Order in a Messy World

In today’s casual, open-plan office where teamwork and flexibility are prized, hierarchy is often seen as too rigid, a Mad Men-like relic as productive as a threemartini lunch. But according to research from Aaron Kay, associate professor of management at Fuqua, employees may actually perform better in more traditionally structured organizations.

“Hierarchy can be full of injustice,” Kay says. “But for some tasks and goals, people are better able to do their jobs in that environment than a more egalitarian set-up.”

In a paper published in the June issue of The Journal of Personality and Social Psychology, Kay and his collaborators tested the compensatory control theory, which states that people prefer environments they perceive to be structured and orderly rather than random or chaotic, to find out how it might apply to the workplace.

Through a series of experiments, Kay and his fellow researchers found that when an individual’s sense of personal control is reduced, he or she craves hierarchy in external circumstances.

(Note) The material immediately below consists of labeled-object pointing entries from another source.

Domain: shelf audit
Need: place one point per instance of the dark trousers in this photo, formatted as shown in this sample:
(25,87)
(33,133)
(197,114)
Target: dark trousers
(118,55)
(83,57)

This held true even for those subjects who described equality as a more fair workplace model than a hierarchy.

That doesn’t mean that a conventional top-down power structure will necessarily boost productivity and reduce employee turnover, warns Kay. “People who work in a hierarchical workplace lacking in procedural justice often end up feeling like they have less control,” he says. “If people feel the hierarchy is arbitrary and unfair, the benefits quickly disappear.”